Since he's a law school graduate, you'd think Cruz would be clued in that he hadn't been taught anything even remotely like Critical Race Theory until he matriculated in law school. But this is Ted Cruz we're talking about, the cross we all to bear in our slouch back to the 19th century.
That Look
Over the last three days, we've had to endure the Kabuki theater of the Southern Strategy as well as, according to The View's Sunny Hostin, Judge Ketanji Brown Jackson's black woman WTF looks of amazement and confusion at the roar of their electric calliope (to hear the New York Times tell it, however, it was a Zoroastrian pitched battle between good and evil). And while virtually every Republican on the Judiciary Committee tried to take bites out of Judge Jackson, her armor remained impermeable and she's patiently answered all their idiotic questions or, at most, looked at them impassively while one or the other went into a non-germane hissy fit about Critical Race Theory, baby books or, in Lindsey Graham's case, which Guantanamo detainees he wanted to see die in prison (all 39 of them) before storming out of the hearing room like Miss Scarlett with a terminal case of the vapors.
It would be easy for white, well-meaning liberals to breezily dismiss this as simple loyal but principled opposition to President Biden's agenda but there's something more evil afoot here. Judge Jackson's confirmation as the nation's first female African American Supreme Court Justice looks almost assured (although we can't be too assured of how coal magnate Joe Manchin will vote when she finally gets out of committee) but since she's been nominated to replace liberal Justice Stephen Breyer, it won't change the power balance on the court one inch. Yet, Republicans are bitterly fighting Judge Jackson tooth and nail every inch of the way as if it will. At least that would be understandable.
The bottom line, as far as Judge Jackson's judicial record goes, according to Mitt Romney, "there's no 'there' there." That's why Republicans are trying to yeast into some massive conspiracy papers she'd written as a young defense attorney, the library of the day care of which she's a board member and guidelines agreed upon when she served on a sentencing commission.
And the bottom line beneath that is that, if confirmed, Judge Jackson would be the sole acting Supreme Court Justice to have graduated from an Ivy League law school, clerked for a Supreme Court
justice, served as a public defender, served on the sentencing
commission, served as a U.S. District Court judge as well as a U.S.
Court of Appeals judge.
But the right wingers on the Judiciary Committee, an ongoing cautionary tale as to the perils of white privilege, would have us believe that Judge Jackson is soft on pedophiles and Muslim terrorists. They see Judge Jackson as just another pick axe chipping away at the white, male bulwark that's been in place here since the 17th century. They see her as the beginning of an inevitable slide in which white people are not the only ones to ascend to positions of power in our alleged meritocracy.
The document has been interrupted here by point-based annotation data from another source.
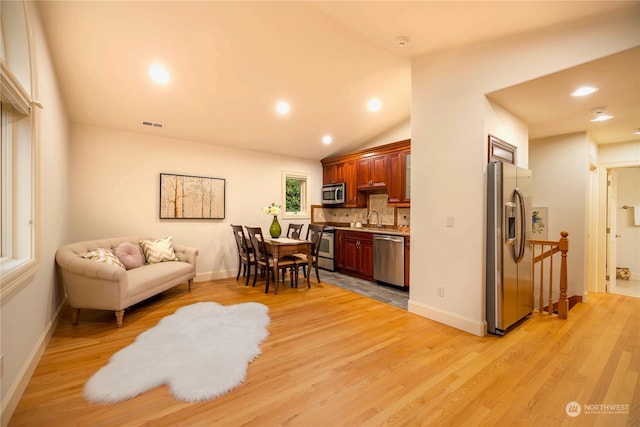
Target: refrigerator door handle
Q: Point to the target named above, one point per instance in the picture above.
(523, 222)
(510, 224)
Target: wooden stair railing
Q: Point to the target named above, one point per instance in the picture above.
(539, 253)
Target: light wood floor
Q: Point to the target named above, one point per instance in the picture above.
(336, 358)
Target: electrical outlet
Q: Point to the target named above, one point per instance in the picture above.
(450, 221)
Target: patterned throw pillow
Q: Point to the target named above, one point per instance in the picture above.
(160, 250)
(103, 255)
(129, 254)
There's an old saying that black people have to be twice as good to get half as far as white people. Republicans on the Judiciary Committee are showing us in no uncertain terms that that rancid calculus had been halved again specially for Judge Ketanji Brown Jackson, that a woman of color has to be four times as good as a clownish hack like Brett Kavanaugh to be taken with just one quarter of the seriousness and respect.